The college has six residential houses in the community, each with its own identity, working ethos and dedicated team of staff. This provides learners with the opportunity to experience independent living in a range of different settings. Each year such initiative programmes to Eastern European countries are a likelihood due, in part to the low cost of living there, and the need for volunteers in related programmes who will gain immensely from the experience.
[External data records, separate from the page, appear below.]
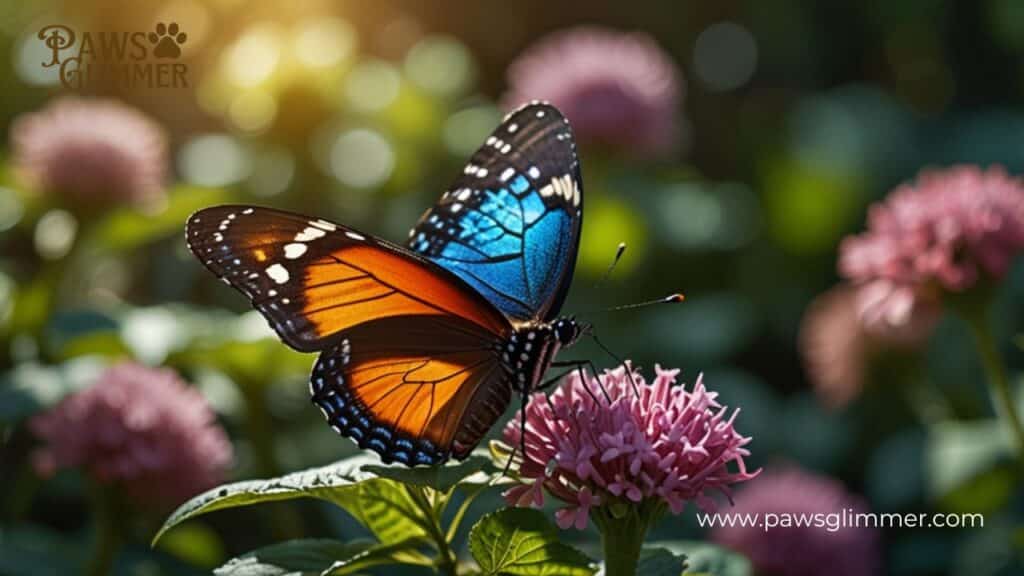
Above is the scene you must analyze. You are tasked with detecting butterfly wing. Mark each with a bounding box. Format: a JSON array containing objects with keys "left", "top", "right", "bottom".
[
  {"left": 311, "top": 315, "right": 512, "bottom": 465},
  {"left": 186, "top": 205, "right": 514, "bottom": 463},
  {"left": 186, "top": 205, "right": 509, "bottom": 351},
  {"left": 407, "top": 102, "right": 583, "bottom": 323}
]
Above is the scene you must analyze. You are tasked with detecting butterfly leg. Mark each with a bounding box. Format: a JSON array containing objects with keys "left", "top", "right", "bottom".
[
  {"left": 548, "top": 360, "right": 611, "bottom": 404},
  {"left": 501, "top": 392, "right": 530, "bottom": 480},
  {"left": 588, "top": 333, "right": 641, "bottom": 398}
]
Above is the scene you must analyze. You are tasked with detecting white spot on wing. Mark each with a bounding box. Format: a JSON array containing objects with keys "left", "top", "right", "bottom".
[
  {"left": 345, "top": 231, "right": 365, "bottom": 241},
  {"left": 266, "top": 263, "right": 289, "bottom": 284},
  {"left": 312, "top": 219, "right": 337, "bottom": 231},
  {"left": 295, "top": 227, "right": 326, "bottom": 242},
  {"left": 500, "top": 167, "right": 515, "bottom": 182},
  {"left": 507, "top": 123, "right": 518, "bottom": 133},
  {"left": 528, "top": 166, "right": 541, "bottom": 179},
  {"left": 284, "top": 243, "right": 308, "bottom": 259}
]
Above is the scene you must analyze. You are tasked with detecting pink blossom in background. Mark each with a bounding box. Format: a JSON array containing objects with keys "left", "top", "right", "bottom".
[
  {"left": 30, "top": 362, "right": 232, "bottom": 508},
  {"left": 712, "top": 467, "right": 881, "bottom": 576},
  {"left": 839, "top": 165, "right": 1024, "bottom": 334},
  {"left": 11, "top": 97, "right": 168, "bottom": 206},
  {"left": 503, "top": 26, "right": 683, "bottom": 157},
  {"left": 799, "top": 287, "right": 869, "bottom": 409},
  {"left": 502, "top": 364, "right": 758, "bottom": 530},
  {"left": 799, "top": 285, "right": 935, "bottom": 409}
]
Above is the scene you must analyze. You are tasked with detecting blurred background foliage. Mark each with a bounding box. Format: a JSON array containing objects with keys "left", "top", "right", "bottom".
[{"left": 1, "top": 0, "right": 1023, "bottom": 575}]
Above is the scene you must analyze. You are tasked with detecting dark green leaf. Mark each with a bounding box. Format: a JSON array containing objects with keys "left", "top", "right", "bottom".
[
  {"left": 154, "top": 455, "right": 378, "bottom": 545},
  {"left": 650, "top": 541, "right": 751, "bottom": 576},
  {"left": 364, "top": 453, "right": 495, "bottom": 492},
  {"left": 357, "top": 479, "right": 431, "bottom": 543},
  {"left": 469, "top": 508, "right": 595, "bottom": 576},
  {"left": 637, "top": 547, "right": 687, "bottom": 576},
  {"left": 214, "top": 537, "right": 431, "bottom": 576},
  {"left": 321, "top": 537, "right": 433, "bottom": 575}
]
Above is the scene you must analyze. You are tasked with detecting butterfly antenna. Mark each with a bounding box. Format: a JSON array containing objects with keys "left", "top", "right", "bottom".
[
  {"left": 605, "top": 292, "right": 685, "bottom": 312},
  {"left": 593, "top": 242, "right": 627, "bottom": 290}
]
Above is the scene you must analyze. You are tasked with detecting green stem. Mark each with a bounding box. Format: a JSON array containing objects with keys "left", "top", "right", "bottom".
[
  {"left": 85, "top": 482, "right": 122, "bottom": 576},
  {"left": 962, "top": 306, "right": 1024, "bottom": 460},
  {"left": 592, "top": 504, "right": 654, "bottom": 576},
  {"left": 407, "top": 486, "right": 457, "bottom": 576}
]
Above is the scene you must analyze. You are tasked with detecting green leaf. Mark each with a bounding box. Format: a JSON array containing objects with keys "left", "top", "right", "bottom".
[
  {"left": 364, "top": 453, "right": 496, "bottom": 493},
  {"left": 321, "top": 537, "right": 433, "bottom": 575},
  {"left": 650, "top": 541, "right": 751, "bottom": 576},
  {"left": 0, "top": 357, "right": 105, "bottom": 423},
  {"left": 357, "top": 479, "right": 431, "bottom": 543},
  {"left": 213, "top": 538, "right": 429, "bottom": 576},
  {"left": 469, "top": 508, "right": 595, "bottom": 576},
  {"left": 925, "top": 418, "right": 1014, "bottom": 500},
  {"left": 637, "top": 547, "right": 687, "bottom": 576},
  {"left": 153, "top": 455, "right": 378, "bottom": 545},
  {"left": 93, "top": 185, "right": 232, "bottom": 251}
]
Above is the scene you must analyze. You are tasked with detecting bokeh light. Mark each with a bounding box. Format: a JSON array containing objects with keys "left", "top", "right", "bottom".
[
  {"left": 344, "top": 60, "right": 402, "bottom": 113},
  {"left": 293, "top": 18, "right": 356, "bottom": 69},
  {"left": 33, "top": 209, "right": 77, "bottom": 260},
  {"left": 442, "top": 104, "right": 503, "bottom": 157},
  {"left": 179, "top": 134, "right": 251, "bottom": 187},
  {"left": 329, "top": 128, "right": 394, "bottom": 189},
  {"left": 404, "top": 36, "right": 475, "bottom": 97},
  {"left": 222, "top": 24, "right": 283, "bottom": 87},
  {"left": 693, "top": 22, "right": 758, "bottom": 92},
  {"left": 0, "top": 187, "right": 24, "bottom": 232}
]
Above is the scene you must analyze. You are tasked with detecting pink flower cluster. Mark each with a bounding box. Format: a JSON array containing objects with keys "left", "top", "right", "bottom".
[
  {"left": 839, "top": 165, "right": 1024, "bottom": 334},
  {"left": 503, "top": 364, "right": 758, "bottom": 530},
  {"left": 30, "top": 362, "right": 233, "bottom": 508},
  {"left": 11, "top": 97, "right": 168, "bottom": 206},
  {"left": 712, "top": 467, "right": 880, "bottom": 576},
  {"left": 504, "top": 26, "right": 683, "bottom": 157}
]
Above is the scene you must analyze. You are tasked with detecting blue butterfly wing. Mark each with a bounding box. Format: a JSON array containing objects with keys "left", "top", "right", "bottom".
[{"left": 407, "top": 102, "right": 583, "bottom": 322}]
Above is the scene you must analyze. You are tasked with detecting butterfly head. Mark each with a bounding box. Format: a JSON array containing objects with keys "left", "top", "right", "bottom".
[{"left": 553, "top": 316, "right": 590, "bottom": 348}]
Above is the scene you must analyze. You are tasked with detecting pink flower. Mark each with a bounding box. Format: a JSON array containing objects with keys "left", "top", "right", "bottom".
[
  {"left": 799, "top": 287, "right": 869, "bottom": 409},
  {"left": 503, "top": 27, "right": 683, "bottom": 157},
  {"left": 11, "top": 97, "right": 168, "bottom": 206},
  {"left": 30, "top": 362, "right": 232, "bottom": 508},
  {"left": 839, "top": 165, "right": 1024, "bottom": 335},
  {"left": 712, "top": 467, "right": 880, "bottom": 576},
  {"left": 502, "top": 364, "right": 758, "bottom": 530}
]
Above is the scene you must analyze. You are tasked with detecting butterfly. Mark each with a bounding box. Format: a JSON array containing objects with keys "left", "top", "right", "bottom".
[{"left": 186, "top": 102, "right": 589, "bottom": 466}]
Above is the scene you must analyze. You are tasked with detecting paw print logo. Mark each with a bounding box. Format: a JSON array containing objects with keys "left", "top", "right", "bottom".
[{"left": 148, "top": 22, "right": 187, "bottom": 59}]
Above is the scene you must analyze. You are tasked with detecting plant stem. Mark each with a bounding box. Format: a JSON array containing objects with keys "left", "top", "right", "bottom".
[
  {"left": 85, "top": 482, "right": 122, "bottom": 576},
  {"left": 592, "top": 504, "right": 653, "bottom": 576},
  {"left": 962, "top": 306, "right": 1024, "bottom": 460},
  {"left": 407, "top": 486, "right": 458, "bottom": 576}
]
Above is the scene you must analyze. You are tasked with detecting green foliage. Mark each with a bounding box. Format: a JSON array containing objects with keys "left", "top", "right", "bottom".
[
  {"left": 153, "top": 455, "right": 377, "bottom": 545},
  {"left": 0, "top": 357, "right": 105, "bottom": 423},
  {"left": 649, "top": 542, "right": 751, "bottom": 576},
  {"left": 92, "top": 185, "right": 233, "bottom": 252},
  {"left": 214, "top": 538, "right": 430, "bottom": 576},
  {"left": 156, "top": 453, "right": 598, "bottom": 576},
  {"left": 468, "top": 508, "right": 595, "bottom": 576},
  {"left": 637, "top": 547, "right": 688, "bottom": 576}
]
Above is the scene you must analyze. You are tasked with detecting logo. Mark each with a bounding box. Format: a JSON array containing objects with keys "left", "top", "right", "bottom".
[{"left": 39, "top": 22, "right": 189, "bottom": 89}]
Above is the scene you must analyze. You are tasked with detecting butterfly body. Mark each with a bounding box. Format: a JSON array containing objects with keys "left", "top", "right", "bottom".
[{"left": 186, "top": 102, "right": 585, "bottom": 466}]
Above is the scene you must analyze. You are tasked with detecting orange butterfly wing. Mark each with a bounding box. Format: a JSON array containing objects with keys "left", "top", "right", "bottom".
[
  {"left": 186, "top": 205, "right": 509, "bottom": 350},
  {"left": 187, "top": 206, "right": 513, "bottom": 463},
  {"left": 311, "top": 316, "right": 512, "bottom": 464}
]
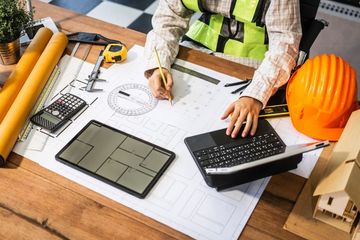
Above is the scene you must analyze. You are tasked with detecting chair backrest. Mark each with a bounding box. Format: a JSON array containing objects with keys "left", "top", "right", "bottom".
[
  {"left": 298, "top": 0, "right": 327, "bottom": 62},
  {"left": 300, "top": 0, "right": 321, "bottom": 33}
]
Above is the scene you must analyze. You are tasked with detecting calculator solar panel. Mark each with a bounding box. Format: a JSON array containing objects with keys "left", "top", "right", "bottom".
[
  {"left": 30, "top": 93, "right": 86, "bottom": 132},
  {"left": 56, "top": 120, "right": 175, "bottom": 198}
]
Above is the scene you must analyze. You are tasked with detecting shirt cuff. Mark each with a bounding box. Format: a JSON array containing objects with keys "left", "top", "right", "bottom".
[
  {"left": 240, "top": 75, "right": 274, "bottom": 109},
  {"left": 144, "top": 39, "right": 173, "bottom": 78},
  {"left": 144, "top": 57, "right": 172, "bottom": 79}
]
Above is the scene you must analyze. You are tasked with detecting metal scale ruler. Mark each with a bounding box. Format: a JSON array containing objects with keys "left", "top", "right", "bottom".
[{"left": 172, "top": 63, "right": 220, "bottom": 85}]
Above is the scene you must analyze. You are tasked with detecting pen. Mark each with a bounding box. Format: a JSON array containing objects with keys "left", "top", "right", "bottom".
[
  {"left": 153, "top": 47, "right": 173, "bottom": 105},
  {"left": 224, "top": 79, "right": 251, "bottom": 87},
  {"left": 231, "top": 81, "right": 251, "bottom": 94},
  {"left": 118, "top": 90, "right": 152, "bottom": 108},
  {"left": 119, "top": 90, "right": 130, "bottom": 96}
]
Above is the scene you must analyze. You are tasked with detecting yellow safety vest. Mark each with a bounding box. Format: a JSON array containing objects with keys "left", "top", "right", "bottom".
[{"left": 182, "top": 0, "right": 269, "bottom": 61}]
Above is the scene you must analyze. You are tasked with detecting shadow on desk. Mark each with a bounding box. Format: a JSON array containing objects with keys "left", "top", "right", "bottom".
[{"left": 5, "top": 153, "right": 24, "bottom": 169}]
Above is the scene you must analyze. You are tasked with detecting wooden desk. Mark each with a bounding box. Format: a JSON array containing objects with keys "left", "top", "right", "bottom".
[{"left": 0, "top": 1, "right": 308, "bottom": 239}]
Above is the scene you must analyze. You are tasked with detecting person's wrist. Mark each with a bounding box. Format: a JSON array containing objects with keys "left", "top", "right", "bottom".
[
  {"left": 253, "top": 98, "right": 262, "bottom": 108},
  {"left": 238, "top": 96, "right": 263, "bottom": 109},
  {"left": 144, "top": 68, "right": 158, "bottom": 79}
]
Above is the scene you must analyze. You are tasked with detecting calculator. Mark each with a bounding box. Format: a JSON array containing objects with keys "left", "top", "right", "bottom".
[{"left": 31, "top": 93, "right": 86, "bottom": 132}]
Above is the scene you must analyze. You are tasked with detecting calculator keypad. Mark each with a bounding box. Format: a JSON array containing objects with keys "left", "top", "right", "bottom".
[
  {"left": 31, "top": 93, "right": 86, "bottom": 132},
  {"left": 45, "top": 94, "right": 85, "bottom": 120}
]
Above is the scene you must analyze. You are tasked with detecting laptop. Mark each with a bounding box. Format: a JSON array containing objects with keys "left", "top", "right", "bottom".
[{"left": 184, "top": 119, "right": 328, "bottom": 190}]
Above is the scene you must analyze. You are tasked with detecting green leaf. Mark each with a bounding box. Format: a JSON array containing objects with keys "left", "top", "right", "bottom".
[{"left": 0, "top": 0, "right": 34, "bottom": 43}]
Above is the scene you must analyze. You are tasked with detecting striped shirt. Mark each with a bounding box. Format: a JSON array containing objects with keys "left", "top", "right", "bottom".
[{"left": 144, "top": 0, "right": 302, "bottom": 107}]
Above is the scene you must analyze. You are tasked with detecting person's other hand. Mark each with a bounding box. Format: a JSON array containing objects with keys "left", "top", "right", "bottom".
[
  {"left": 221, "top": 97, "right": 262, "bottom": 138},
  {"left": 148, "top": 68, "right": 173, "bottom": 100}
]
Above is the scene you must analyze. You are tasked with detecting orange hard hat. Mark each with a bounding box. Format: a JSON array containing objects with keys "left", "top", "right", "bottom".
[{"left": 286, "top": 54, "right": 358, "bottom": 141}]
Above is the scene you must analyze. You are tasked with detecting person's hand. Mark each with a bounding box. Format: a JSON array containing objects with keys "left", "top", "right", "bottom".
[
  {"left": 148, "top": 68, "right": 173, "bottom": 100},
  {"left": 221, "top": 97, "right": 263, "bottom": 138}
]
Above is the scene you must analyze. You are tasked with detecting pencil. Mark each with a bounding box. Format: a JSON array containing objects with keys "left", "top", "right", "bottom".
[{"left": 153, "top": 47, "right": 173, "bottom": 105}]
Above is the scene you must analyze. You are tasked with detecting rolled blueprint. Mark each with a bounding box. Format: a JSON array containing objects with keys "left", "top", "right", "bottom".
[
  {"left": 0, "top": 28, "right": 53, "bottom": 122},
  {"left": 0, "top": 32, "right": 68, "bottom": 165}
]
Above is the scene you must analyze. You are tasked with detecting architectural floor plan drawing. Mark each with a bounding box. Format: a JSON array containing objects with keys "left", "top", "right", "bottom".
[{"left": 13, "top": 45, "right": 323, "bottom": 239}]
Certainly, a trip to a foreign country broadens their horizons and helps students think further about their future.

Similar volunteering programmes exist for foreign students studying in Bulgaria wishing to partake in such initiatives, and who have the opportunity to learn the language during the volunteering period through the Bulgarian language seminars offered in such initiatives.

Medical students, in particular, opt for such two-week opportunities during their second or third year during the summer or holidays, besides their practical or internship training, because it gives them an edge of gaining such volunteering experience while learning the Bulgarian language for free, something which they will need in senior years in order to be able to communicate with patients during their practical. Such an experience between first and second year foreign medical students who study in Bulgaria and UK volunteers from another college happened last year in another orphanage in Sofia.

Hopefully, such programmes will continue to receive the funding they deserve and thus carry on augmenting the experiences people have in the communities they study, as well as help both those in need and those who reap immense learning benefits and skills by engaging in this process.